L’Algérie revient brusquement au cœur de l’équation énergétique européenne. Alors que les tensions géopolitiques au Proche-Orient perturbent les flux mondiaux, l’Italie étudie sérieusement une augmentation de ses importations de gaz via gazoduc depuis l’Algérie.
Cette décision intervient dans le cadre d’un plan d’urgence visant à compenser la perte de cinq cargaisons de Gaz Naturel Liquéfié (GNL) en provenance du Qatar, bloquées depuis début avril.
Energie : Le « cas de force majeure » qatari profite à Alger
Le déclic de ce basculement est clair : le géant QatarEnergy a été contraint de déclarer l’état de « force majeure » sur ses exportations de GNL. L’énergéticien italien Edison a ainsi été informé de l’impossibilité de recevoir ses livraisons prévues, alors que les opérations de liquéfaction et le transit par le Golfe sont lourdement impactés par l’instabilité régionale.

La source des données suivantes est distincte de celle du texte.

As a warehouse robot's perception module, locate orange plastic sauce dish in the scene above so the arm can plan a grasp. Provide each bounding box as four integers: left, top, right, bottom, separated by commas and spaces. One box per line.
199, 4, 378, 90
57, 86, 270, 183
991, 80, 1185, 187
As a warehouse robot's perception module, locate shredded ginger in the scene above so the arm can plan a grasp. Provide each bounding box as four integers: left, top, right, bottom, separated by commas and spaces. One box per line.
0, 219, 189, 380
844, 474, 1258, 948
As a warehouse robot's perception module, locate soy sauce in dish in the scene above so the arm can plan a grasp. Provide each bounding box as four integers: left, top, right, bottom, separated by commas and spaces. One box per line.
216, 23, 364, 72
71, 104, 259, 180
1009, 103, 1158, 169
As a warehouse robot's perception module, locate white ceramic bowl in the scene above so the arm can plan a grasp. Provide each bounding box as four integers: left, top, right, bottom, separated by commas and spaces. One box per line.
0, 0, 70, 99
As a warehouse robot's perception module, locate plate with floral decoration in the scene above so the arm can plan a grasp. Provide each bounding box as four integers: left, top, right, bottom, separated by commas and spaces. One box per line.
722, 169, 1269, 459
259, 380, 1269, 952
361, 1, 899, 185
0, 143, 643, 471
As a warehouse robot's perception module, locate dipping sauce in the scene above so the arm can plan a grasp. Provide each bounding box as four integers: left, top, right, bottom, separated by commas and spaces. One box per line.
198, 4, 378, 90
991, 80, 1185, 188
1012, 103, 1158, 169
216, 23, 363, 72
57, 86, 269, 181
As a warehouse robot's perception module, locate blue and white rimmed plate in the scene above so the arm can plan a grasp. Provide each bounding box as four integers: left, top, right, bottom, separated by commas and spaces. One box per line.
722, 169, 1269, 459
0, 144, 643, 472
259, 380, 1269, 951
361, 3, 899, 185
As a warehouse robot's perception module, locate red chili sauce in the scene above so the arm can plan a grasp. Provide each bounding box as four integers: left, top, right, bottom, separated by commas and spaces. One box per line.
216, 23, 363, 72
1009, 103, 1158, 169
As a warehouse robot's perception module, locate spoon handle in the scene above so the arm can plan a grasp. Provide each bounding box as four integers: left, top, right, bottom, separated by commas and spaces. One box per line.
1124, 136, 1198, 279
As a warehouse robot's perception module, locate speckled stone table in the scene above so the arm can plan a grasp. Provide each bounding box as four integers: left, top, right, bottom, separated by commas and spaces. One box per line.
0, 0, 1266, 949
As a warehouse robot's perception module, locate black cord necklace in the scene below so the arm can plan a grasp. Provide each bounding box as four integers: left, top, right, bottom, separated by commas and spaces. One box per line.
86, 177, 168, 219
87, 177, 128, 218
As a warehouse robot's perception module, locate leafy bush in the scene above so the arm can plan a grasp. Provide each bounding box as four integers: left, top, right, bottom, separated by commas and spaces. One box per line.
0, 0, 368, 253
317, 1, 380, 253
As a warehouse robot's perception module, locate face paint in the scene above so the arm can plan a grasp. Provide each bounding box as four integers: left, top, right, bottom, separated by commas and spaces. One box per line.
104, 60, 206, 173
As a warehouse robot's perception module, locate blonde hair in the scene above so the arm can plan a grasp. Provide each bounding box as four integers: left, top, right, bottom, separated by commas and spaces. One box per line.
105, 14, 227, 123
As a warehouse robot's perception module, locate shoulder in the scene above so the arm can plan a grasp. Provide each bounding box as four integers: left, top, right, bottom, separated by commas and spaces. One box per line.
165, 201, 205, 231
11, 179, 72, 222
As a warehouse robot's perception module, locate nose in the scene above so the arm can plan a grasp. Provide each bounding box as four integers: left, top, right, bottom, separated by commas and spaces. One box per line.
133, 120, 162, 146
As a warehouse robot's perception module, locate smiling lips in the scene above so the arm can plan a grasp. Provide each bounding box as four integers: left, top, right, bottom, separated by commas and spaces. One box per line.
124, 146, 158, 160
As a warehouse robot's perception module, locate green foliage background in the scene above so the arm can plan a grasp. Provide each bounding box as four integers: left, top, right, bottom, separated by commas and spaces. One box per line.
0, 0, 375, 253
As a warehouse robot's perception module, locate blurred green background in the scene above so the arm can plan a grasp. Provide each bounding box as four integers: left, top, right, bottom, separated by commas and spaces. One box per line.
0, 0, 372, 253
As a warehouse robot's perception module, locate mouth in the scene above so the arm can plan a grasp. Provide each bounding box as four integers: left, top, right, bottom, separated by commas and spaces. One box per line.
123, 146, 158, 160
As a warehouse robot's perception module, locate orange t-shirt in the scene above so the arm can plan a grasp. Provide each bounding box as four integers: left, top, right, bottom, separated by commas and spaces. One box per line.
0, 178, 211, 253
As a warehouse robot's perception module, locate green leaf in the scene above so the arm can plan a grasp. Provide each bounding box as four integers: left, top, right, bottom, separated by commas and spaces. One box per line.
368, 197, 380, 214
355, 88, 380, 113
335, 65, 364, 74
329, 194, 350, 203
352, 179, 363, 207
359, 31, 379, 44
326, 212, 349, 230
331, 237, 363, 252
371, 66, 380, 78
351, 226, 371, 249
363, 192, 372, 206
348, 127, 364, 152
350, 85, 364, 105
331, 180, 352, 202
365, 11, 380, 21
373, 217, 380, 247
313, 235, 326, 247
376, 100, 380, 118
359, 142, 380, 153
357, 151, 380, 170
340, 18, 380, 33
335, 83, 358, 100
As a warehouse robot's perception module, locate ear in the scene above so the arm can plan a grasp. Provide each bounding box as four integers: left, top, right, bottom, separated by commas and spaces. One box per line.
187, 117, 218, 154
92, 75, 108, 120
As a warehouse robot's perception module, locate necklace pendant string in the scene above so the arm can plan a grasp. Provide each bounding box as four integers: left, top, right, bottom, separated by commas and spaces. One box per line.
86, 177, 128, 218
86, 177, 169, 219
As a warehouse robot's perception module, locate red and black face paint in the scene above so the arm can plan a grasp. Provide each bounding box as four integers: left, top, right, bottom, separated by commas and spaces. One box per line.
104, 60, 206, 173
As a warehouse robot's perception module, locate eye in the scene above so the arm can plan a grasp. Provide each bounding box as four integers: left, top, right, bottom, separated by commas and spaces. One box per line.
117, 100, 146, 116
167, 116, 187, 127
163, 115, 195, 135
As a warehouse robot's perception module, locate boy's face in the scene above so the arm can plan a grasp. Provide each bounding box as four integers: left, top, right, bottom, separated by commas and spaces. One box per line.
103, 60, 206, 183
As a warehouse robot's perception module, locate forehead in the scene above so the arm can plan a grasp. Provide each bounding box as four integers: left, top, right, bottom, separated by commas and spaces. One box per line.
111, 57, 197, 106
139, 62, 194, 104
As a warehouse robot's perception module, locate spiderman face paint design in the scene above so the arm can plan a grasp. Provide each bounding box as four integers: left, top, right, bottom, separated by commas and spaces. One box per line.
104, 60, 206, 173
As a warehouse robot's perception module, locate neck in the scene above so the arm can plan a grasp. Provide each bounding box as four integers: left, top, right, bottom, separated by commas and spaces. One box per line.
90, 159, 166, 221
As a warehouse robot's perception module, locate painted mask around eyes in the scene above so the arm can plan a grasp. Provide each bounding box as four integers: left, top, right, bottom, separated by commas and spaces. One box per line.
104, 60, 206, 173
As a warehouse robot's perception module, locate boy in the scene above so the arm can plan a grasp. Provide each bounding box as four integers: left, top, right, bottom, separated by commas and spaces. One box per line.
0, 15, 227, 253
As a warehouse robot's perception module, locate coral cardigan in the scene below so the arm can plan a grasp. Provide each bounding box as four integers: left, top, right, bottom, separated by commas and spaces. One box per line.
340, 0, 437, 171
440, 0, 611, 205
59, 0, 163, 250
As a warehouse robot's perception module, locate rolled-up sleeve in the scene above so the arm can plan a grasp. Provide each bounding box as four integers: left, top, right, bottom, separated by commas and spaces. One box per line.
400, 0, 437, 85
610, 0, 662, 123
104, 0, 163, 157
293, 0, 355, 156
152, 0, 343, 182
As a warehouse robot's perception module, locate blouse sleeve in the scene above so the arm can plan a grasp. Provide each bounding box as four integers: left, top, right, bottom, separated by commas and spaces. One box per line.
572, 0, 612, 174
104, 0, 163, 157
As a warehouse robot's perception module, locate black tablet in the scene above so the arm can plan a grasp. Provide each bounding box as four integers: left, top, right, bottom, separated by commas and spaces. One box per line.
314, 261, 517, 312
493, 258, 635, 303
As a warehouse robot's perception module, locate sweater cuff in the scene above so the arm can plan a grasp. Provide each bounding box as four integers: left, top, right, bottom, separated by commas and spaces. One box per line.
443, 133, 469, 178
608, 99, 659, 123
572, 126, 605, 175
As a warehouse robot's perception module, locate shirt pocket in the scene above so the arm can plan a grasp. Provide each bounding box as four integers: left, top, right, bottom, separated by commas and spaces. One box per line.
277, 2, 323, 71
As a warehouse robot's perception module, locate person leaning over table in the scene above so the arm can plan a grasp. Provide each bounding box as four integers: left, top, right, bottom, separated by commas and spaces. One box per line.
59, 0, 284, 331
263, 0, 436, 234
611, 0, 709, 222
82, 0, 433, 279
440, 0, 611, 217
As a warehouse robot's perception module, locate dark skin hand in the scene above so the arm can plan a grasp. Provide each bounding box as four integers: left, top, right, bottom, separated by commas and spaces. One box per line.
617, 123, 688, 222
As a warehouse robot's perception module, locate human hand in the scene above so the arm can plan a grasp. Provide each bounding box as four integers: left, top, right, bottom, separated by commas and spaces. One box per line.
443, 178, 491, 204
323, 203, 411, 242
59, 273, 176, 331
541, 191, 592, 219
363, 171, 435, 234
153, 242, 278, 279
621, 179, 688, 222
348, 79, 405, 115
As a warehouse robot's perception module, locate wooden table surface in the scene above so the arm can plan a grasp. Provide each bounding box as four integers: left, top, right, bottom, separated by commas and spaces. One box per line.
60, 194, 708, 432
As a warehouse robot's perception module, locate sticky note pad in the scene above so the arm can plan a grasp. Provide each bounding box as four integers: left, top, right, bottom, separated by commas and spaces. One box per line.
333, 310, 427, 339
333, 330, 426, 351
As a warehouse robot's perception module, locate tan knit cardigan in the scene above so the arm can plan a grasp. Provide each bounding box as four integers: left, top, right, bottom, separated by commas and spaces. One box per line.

Selon des rapports de Reuters, un retour à la normale pourrait prendre des semaines, voire des mois. Une incertitude que Rome ne peut se permettre d’ignorer. Le ministre italien de l’Énergie, Gilberto Pichetto Fratin, a d’ores et déjà activé plusieurs leviers : gaz américain, approvisionnements d’Azerbaïdjan et, surtout, un recours accru aux partenaires africains, avec l’Algérie en tête de liste.
Algérie-Italie : Le retour en force du gazoduc face aux incertitudes du GNL
Si l’Italie diversifie ses sources (Libye, Mozambique, États-Unis), l’Algérie s’impose comme le « gagnant relatif » de cette crise. Sa force ? Une infrastructure déjà en place et une proximité géographique imbattable.
Contrairement aux solutions maritimes, soumises aux aléas des détroits et aux coûts du fret, le gazoduc Transmed reliant l’Algérie à l’Italie offre une stabilité physique et contractuelle. « L’Algérie ne se présente pas comme une alternative théorique, mais comme une source fiable, rodée et immédiatement mobilisable », soulignent les analystes. Dans un marché où le GNL devient une variable d’ajustement géopolitique, le gaz acheminé par tube retrouve ses lettres de noblesse.
Pour Alger, l’enjeu dépasse le simple volume de ventes supplémentaires. Il s’agit de cimenter son image de fournisseur « de dernier ressort » en période de chaos. En économie de l’énergie, la fiabilité et la régularité des livraisons s’intègrent désormais dans le prix politique de la ressource.
Le rapport de Business Insider Africa confirme cette tendance : la crise actuelle a propulsé les producteurs africains au premier rang mondial. Mais l’Algérie bénéficie d’un avantage structurel que ses voisins n’ont pas encore totalement : une « préparation systémique ».
Vers un partenariat structurel plutôt que conjoncturel ?
L’Italie semble désormais traiter avec l’Algérie non plus comme une solution de secours, mais comme le socle d’une politique de réduction des risques. L’objectif est de limiter l’exposition de la péninsule aux aléas des routes maritimes lointaines.
Comme le soulignent les experts internationaux, l’affaire des cinq cargaisons qataries perdues est révélatrice d’une faille plus profonde dans la cartographie mondiale de l’énergie. En période de conflit, la valeur d’un voisin stable disposant d’un pipeline opérationnel est inestimable. L’Algérie ne vend plus seulement du gaz ; elle vend de la sécurité énergétique.